Bond House: HSBC

IFR Asia Awards 2020
4 min read
Daniel Stanton

Quick to adapt

In rapidly changing conditions, one bank picked the right deals and harnessed Asia’s growing demand for socially responsible investments to fund Covid recovery efforts. For its response to unprecedented challenges, HSBC is IFR Asia’s Bond House of the Year.

Asia’s primary bond markets started 2020 on a tear, before issuance ground to a halt in mid-March as global markets plunged because of the novel coronavirus pandemic.

In late March and April, Asian high-grade issuers took their first steps into a fragile market – one where new issue concessions were essential. As confidence grew, high-yield issuance returned and new deals pushed out to longer tenors, but it took a skilled arranger to balance the needs of issuers and investors.

HSBC, which in 2020 created a strategic solutions group to advise clients more effectively on things like ratings and ESG considerations, was quick to respond to changing market conditions.

“When we are the lead international bank, we are an advice-giver,” said Sean McNelis, global co-head of debt capital markets for HSBC, who also leads Asia Pacific debt capital markets alongside Sean Henderson. “We want to be the closest to the issuer, not just a passenger.”

The Republic of Indonesia’s US$4.3bn multi-tranche offering in early April helped reopen the Asian market in the wake of the mid-March sell-off, and set the scene for the key themes of the year.

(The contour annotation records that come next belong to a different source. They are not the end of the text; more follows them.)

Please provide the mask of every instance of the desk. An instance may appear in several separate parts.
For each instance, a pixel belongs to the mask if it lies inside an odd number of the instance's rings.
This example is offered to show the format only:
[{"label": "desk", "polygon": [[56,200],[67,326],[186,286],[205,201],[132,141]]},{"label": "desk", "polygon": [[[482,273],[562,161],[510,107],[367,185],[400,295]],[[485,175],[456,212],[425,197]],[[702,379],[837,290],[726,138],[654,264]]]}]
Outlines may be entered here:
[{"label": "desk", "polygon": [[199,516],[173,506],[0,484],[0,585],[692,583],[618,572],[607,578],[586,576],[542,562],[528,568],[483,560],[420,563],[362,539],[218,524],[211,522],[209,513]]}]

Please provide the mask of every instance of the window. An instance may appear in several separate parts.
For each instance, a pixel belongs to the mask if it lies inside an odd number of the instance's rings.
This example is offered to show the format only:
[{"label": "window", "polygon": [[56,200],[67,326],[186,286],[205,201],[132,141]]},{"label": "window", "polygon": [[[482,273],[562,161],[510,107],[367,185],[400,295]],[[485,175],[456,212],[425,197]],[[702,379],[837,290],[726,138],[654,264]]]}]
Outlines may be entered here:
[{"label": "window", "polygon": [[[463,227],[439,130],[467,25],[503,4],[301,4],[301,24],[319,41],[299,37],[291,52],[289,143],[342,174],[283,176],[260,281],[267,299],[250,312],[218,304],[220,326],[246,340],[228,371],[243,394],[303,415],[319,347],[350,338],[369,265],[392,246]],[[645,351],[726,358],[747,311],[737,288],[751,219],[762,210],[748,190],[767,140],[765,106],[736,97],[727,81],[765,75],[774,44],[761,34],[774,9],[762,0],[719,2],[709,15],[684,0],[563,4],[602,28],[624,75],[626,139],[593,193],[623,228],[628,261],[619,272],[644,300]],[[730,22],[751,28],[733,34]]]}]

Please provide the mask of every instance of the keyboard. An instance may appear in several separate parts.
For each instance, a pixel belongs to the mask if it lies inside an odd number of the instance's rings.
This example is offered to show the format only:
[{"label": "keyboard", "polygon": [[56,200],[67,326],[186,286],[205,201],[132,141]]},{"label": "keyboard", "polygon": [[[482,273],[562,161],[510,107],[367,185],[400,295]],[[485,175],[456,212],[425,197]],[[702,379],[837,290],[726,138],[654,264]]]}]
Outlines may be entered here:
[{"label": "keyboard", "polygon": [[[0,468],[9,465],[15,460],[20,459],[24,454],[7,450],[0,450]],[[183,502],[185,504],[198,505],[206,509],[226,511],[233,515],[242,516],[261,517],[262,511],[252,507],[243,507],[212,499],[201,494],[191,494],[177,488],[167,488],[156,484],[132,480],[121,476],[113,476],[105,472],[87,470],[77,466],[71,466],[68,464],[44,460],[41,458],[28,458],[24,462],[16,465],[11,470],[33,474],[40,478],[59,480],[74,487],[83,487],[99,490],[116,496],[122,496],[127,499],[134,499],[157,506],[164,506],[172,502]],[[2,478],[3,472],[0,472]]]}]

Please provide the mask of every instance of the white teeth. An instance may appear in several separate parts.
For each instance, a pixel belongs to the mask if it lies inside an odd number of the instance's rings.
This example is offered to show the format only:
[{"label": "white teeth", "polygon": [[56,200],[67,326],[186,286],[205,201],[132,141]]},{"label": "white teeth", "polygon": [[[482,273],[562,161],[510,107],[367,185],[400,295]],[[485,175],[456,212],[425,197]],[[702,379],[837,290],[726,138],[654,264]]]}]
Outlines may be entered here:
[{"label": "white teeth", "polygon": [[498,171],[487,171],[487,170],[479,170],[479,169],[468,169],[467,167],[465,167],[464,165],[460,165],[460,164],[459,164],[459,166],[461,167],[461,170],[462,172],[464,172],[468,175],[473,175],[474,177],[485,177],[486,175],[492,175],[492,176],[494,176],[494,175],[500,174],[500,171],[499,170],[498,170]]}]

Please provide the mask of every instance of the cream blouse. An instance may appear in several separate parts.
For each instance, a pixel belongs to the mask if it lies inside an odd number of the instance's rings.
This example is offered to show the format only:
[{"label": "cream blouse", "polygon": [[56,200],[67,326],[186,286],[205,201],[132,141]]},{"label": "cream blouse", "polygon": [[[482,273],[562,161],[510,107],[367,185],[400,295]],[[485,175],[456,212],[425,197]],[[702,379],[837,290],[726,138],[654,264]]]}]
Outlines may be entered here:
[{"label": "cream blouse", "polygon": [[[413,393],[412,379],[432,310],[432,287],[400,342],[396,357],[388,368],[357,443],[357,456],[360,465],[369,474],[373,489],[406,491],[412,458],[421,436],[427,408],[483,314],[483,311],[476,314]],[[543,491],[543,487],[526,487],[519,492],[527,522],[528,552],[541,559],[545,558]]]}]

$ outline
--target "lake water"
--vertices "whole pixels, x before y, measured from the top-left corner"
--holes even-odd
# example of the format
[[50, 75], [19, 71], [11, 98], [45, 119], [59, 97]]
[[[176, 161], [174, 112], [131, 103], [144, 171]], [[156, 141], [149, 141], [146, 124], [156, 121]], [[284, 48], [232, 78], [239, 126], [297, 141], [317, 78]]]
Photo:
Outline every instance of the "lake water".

The deal included Indonesia’s first 50-year tranche and explicitly listed the country’s coronavirus response among the use of proceeds. That ESG theme would become a feature of many of HSBC’s deals, including Asia’s first Covid-19 response covered bond for Korea Housing Finance Corp in June. In August, HSBC was sole green structuring adviser on Hong Kong metro operator MTR’s US$1bn offering, the largest green tranche from an Asian corporate issuer.

HSBC also helped bring other Asian issuers into longer tenors. Chinese tech giant Tencent Holdings and Malaysian oil company Petronas printed their first 40-year bonds – the latter as part of a US$6bn deal which was the largest ever offshore deal from South-East Asia – while Singapore’s Temasek Holdings sold its first 50-year tranche.

All three of these issuers printed in 144A/Reg S format, as the liquid US investor bas took on more importance to major Asian investment-grade issuers.

The Reg S-only market remained the backbone of Asian issuance, of course, and HSBC was a joint global coordinator when China National Travel Services reopened the market for Chinese issuers on April 16. It held the same role when battery maker Contemporary Amperex Technology printed the largest Reg S debut from China’s private sector, with a US$1.5bn dual-tranche deal in September.

As investor confidence grew, Hong Kong property company Hysan Development, having sold its first subordinated perpetual bond in February, came back in August with its first fixed-for-life perp, reopening the market for these instruments.

In September, HSBC led Australian shopping centre owner Scentre Group’s debut dollar hybrid, and then in December helped Airport Authority Hong Kong sell a US$1.5bn dual-tranche perpetual offering that repriced the senior-to-perp spread in the region and printed at the lowest coupon so far for an Asian dollar perp.

HSBC continued to show its strengths in bank capital, bringing Thailand’s first Additional Tier 1 offering from TMB Bank, as well as Bank BTN’s US$300m Tier 2 offering, Indonesia’s first offshore issuance of Basel III capital. It advised China Development Bank Leasing on the first offshore Tier 2 issue from any Chinese non-bank financial institution, and helped pan-Asian insurer AIA Group to decide on a 20-year bullet structure to comply with Hong Kong’s forthcoming insurance capital rules.

In November 2020, HSBC led the Chinese sovereign to the euro currency market, followed by a covered bond from Singapore’s United Overseas Bank, with both trades printing at negative yields for the first time.

HSBC was at the forefront of the growing use of liability management, whether for high-grade state-owned issuers like Pertamina and PTTEP, Chinese high-yield property developers, or even the government of Mongolia.

In high-yield, HSBC led a flurry of Chinese property trades and featured on deals from less popular sectors, such as a US$450m Yankee for Australian mining services group Perenti Global.

HSBC ended the awards period with US$32.7bn from 255 deals in Asia ex-Japan, for a 7.6% market share.